# Bias-Variance Tradeoff

In [1]:
from seaborn import load_dataset
from sklearn.linear_model import LinearRegression
from sklearn.model_selection import train_test_split
from sklearn.metrics import mean_squared_error
import numpy as np
from sklearn.preprocessing import PolynomialFeatures

In [2]:
cars = load_dataset('mpg',
                    usecols=['mpg', 'cylinders',
                            'displacement', 'horsepower',
                            'weight', 'acceleration',
                            'model_year']).dropna()
cars.head()

Unnamed: 0,mpg,cylinders,displacement,horsepower,weight,acceleration,model_year
0,18.0,8,307.0,130.0,3504,12.0,70
1,15.0,8,350.0,165.0,3693,11.5,70
2,18.0,8,318.0,150.0,3436,11.0,70
3,16.0,8,304.0,150.0,3433,12.0,70
4,17.0,8,302.0,140.0,3449,10.5,70


In [3]:
X = cars.drop('mpg', axis=1)
y = cars['mpg']

In [4]:
train_mses = []
val_mses = []
for rs in range(10):
    X_train, X_val, y_train, y_val =\
    train_test_split(X, y, random_state=rs)

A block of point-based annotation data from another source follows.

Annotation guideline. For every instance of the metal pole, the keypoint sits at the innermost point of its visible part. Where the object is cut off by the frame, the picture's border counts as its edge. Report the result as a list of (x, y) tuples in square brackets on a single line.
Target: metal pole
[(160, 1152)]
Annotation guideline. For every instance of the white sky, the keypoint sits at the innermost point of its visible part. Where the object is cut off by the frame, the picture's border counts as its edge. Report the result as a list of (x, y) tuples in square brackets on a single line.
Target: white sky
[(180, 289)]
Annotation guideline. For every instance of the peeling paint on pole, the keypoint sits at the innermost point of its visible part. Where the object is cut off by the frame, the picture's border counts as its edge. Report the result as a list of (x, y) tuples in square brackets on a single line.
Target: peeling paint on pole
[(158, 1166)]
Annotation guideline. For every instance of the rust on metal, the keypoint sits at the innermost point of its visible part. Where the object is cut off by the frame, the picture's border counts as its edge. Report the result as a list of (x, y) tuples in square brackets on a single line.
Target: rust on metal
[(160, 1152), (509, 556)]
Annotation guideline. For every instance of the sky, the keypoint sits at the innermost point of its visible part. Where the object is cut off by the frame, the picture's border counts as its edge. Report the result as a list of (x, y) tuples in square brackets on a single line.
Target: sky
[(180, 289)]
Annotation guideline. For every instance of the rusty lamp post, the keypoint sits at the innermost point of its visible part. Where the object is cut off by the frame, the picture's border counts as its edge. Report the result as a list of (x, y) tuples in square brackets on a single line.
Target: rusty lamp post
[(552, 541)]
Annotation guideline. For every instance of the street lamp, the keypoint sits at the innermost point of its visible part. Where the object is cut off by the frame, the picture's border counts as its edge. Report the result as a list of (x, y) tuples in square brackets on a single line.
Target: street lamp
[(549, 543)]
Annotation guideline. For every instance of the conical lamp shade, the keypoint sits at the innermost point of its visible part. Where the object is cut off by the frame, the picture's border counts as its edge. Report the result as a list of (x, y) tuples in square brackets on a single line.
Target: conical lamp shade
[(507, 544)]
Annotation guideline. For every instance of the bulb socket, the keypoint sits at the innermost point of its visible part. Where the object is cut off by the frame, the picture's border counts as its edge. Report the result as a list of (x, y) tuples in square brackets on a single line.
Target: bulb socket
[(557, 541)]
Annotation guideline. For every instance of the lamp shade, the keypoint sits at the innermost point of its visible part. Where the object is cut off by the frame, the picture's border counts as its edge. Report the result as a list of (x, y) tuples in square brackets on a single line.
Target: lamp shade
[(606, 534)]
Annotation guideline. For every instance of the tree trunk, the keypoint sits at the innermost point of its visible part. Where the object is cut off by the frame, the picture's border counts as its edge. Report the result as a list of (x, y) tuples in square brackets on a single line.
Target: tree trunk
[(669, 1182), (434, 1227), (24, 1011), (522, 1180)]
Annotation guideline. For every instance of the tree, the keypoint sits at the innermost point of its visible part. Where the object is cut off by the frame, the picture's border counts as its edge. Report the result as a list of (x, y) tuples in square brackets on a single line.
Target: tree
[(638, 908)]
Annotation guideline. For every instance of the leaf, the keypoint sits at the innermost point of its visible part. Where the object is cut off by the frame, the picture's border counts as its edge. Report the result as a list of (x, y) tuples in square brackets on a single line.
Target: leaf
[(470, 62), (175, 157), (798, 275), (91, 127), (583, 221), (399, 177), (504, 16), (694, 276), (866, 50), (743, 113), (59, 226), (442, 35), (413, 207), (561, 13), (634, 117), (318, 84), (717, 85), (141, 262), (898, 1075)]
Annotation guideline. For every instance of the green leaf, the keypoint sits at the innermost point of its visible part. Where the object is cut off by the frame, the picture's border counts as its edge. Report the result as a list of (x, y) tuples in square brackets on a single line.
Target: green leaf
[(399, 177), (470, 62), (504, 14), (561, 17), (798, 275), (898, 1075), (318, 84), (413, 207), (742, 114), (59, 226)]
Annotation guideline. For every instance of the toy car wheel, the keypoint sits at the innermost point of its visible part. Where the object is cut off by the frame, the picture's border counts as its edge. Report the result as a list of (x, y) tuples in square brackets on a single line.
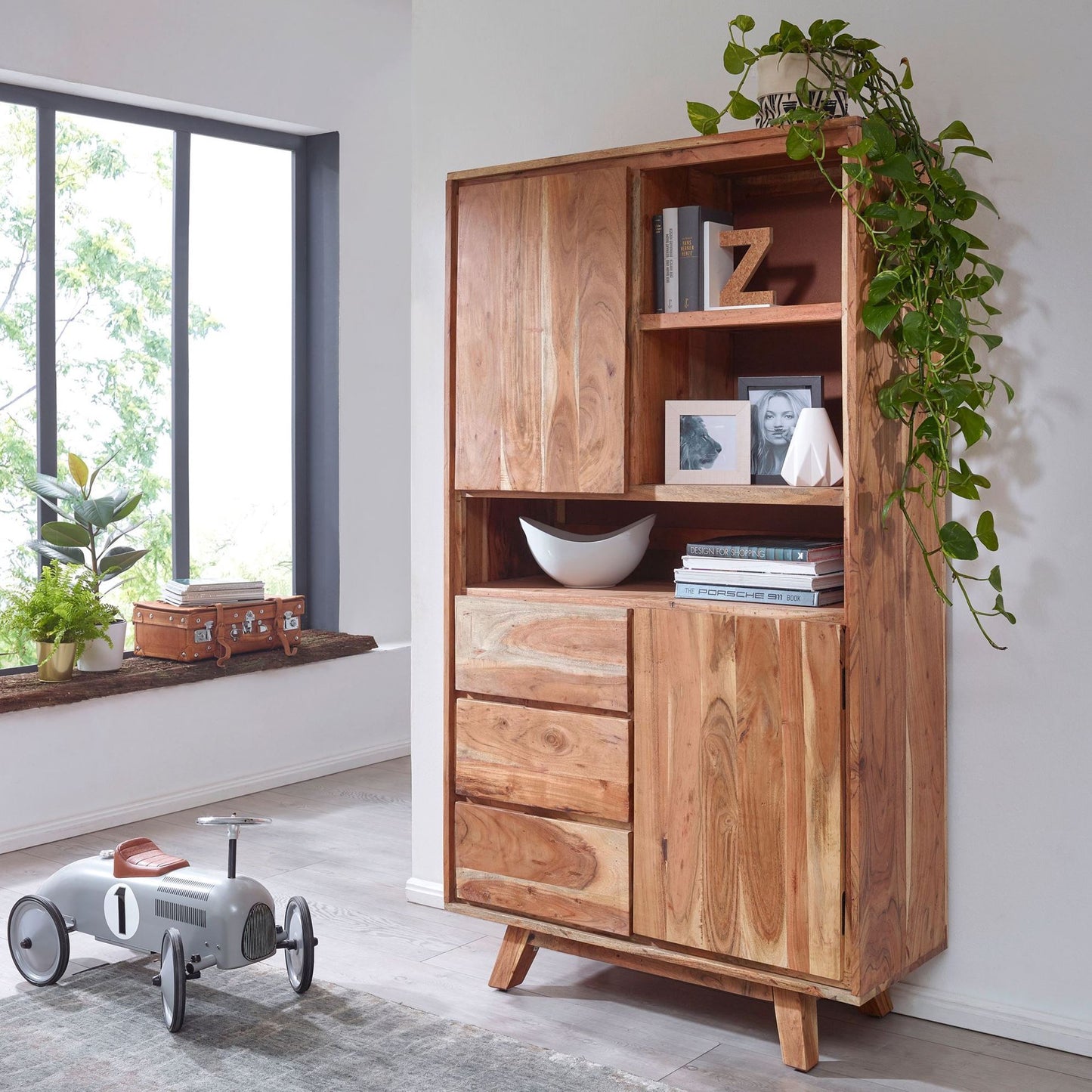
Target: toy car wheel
[(37, 938), (299, 957), (173, 979)]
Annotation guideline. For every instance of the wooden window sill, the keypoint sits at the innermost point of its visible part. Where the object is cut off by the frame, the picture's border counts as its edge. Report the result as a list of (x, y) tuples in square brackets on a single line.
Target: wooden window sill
[(142, 673)]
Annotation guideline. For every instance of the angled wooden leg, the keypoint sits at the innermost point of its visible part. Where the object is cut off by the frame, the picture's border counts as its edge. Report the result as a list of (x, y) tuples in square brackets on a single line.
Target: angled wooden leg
[(513, 960), (879, 1006), (797, 1029)]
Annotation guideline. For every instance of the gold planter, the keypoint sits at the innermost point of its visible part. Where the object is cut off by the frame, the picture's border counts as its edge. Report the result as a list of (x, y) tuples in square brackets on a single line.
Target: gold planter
[(56, 667)]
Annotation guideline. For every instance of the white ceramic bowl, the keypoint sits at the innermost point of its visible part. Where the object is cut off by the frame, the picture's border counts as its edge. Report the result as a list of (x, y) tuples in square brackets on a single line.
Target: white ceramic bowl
[(588, 561)]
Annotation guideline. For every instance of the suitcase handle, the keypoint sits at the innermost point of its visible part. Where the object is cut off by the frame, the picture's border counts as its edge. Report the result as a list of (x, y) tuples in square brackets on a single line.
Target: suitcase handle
[(220, 635)]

    tr_preds = (y_train.mean() * np.ones(len(y_train))).reshape(-1, 1)
    train_mses.append(mean_squared_error(tr_preds,
                                         y_train))
    val_preds = (y_train.mean() * np.ones(len(y_val))).reshape(-1, 1)
    val_mses.append(mean_squared_error(val_preds,
                                       y_val))

print(np.mean(train_mses), np.std(train_mses))
print(np.mean(val_mses), np.std(val_mses))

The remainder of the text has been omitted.